Most patients realize doctors receive gifts from the pharmaceutical and device-
manufacturing industry. When we see industry logos on pens, clocks and posters, we don’t assume the doctors ordered these items from the merch page of these companies, but most of us aren’t aware of how lucrative the payments to doctors can be.
A story that ran in the New York Times described the experience of Dr. Alfred J. Tria, who made $940,857 in about two years for promoting products and training doctors in Asia to use them. The article notes that Tria’s experience may be exceptional, but in two and a half years, industry paid out $76 million to doctors practicing in Massachusetts alone. I’ve been reading about this subject for a while, and even I was surprised that someone could make half a million dollars in a year on a side job.

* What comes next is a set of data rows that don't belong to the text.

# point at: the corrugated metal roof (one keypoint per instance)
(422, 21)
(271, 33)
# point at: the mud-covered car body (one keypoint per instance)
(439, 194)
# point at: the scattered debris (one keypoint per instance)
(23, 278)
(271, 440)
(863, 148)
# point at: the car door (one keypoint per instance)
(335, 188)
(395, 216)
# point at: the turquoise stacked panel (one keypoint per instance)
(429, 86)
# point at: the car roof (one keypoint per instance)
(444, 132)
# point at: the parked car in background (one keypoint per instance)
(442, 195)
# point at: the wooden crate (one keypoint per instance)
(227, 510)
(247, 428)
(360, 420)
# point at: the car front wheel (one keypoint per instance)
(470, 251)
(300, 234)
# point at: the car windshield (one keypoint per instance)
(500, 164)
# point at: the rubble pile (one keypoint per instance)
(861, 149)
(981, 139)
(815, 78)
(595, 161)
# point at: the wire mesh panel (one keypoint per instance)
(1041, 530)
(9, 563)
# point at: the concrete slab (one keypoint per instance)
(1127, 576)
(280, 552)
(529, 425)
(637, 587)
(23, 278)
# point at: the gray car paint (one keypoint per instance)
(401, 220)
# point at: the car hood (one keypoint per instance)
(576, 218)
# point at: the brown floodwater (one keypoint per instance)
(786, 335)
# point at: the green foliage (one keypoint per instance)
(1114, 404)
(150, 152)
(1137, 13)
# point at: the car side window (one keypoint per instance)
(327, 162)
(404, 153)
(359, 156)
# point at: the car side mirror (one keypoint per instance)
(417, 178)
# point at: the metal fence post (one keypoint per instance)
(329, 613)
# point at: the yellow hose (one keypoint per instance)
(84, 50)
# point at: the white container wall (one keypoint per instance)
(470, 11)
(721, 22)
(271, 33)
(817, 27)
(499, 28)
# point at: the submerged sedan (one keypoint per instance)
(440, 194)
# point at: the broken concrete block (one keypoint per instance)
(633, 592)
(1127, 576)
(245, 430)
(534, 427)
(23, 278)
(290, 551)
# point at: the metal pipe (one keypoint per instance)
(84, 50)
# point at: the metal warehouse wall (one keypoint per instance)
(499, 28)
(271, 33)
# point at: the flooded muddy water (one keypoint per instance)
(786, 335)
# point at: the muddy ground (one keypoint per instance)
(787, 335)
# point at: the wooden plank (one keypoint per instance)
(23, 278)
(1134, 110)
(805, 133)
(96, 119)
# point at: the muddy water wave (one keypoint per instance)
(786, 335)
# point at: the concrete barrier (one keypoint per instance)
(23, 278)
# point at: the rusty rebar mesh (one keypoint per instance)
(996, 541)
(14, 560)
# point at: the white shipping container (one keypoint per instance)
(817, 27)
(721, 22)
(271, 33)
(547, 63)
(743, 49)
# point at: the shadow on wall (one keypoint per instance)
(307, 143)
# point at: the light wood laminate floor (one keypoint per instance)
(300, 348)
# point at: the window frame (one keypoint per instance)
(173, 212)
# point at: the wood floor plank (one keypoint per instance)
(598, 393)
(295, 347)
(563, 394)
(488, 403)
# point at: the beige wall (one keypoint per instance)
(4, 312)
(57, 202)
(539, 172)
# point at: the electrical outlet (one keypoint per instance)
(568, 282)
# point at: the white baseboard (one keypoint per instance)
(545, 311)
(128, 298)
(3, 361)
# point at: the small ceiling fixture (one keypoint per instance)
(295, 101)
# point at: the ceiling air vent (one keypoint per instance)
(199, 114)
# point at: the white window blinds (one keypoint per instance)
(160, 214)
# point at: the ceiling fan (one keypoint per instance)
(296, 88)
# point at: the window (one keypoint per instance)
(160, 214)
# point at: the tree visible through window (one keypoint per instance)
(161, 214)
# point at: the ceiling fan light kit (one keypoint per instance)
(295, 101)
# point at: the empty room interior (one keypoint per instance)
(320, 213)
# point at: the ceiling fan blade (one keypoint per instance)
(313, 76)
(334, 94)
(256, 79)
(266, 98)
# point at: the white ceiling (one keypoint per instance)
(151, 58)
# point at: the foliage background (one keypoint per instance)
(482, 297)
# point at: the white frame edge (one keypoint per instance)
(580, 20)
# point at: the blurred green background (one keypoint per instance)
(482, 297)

In a slightly different type of payout, Oregon recently concluded a court case against two doctors who “put heart implants into patients without telling them that a manufacturer’s training program put a sales representative into the operating room.” The doctors would receive between $400 and $1,250 each time they completed a surgery using Biotronik defibrillators and pacemakers. The state argued that patients should know when doctors’ recommendations may not be based entirely on the needs of the patient. One of the doctors in the case earned more than $131,000 from 2007 to 2011 through implant surgeries. Doctors also received speaking fees, expensive meals, and other gifts.
As part of the Affordable Care Act (Obamacare), the Sunshine Act now requires industry to start collecting data on payments to doctors now, and the information will be made available to the public next year on a government website. This will enable patients to learn how much their doctor receives from the industry each year, though there may still be hidden incentives.
For example, doctors may be in profit-sharing arrangements with facilities or they may actually be the owners of the facility. A recent study by Dr. Matthew Lungren found that doctors who had a financial stake at an imaging facility ordered tests with negative results at a much higher rate (33 percent) than doctors with no financial stake. In other words, it appears that doctors order unneeded tests because they are making money off of them, not because the patients need them. Lundgren suggests that patients should ask whether they are being referred to a facility in which the doctor has a financial stake. I say the doctor should volunteer the information.
Beginning next year, the Sunshine Act will make it much easier for patients to discover their doctors’ financial relationships with industry, and I’m thrilled for this development. For those who think Obamacare is a complete disaster, just take a minute to relish this one positive development. Still, I think the movement should go further. I think financial disclosure should be part of the informed consent process. When your doctor is telling you all the risks and benefits of treatment, I think he or she should also say, “I get paid $1,000 to do this surgery,” “I will make $100 off this MRI,” or “I own stock in the company conducting this medical research.”
I believe patients want this information, and I don’t think they feel it is their responsibility to search for it. True informed consent is only possible in light of complete financial disclosure.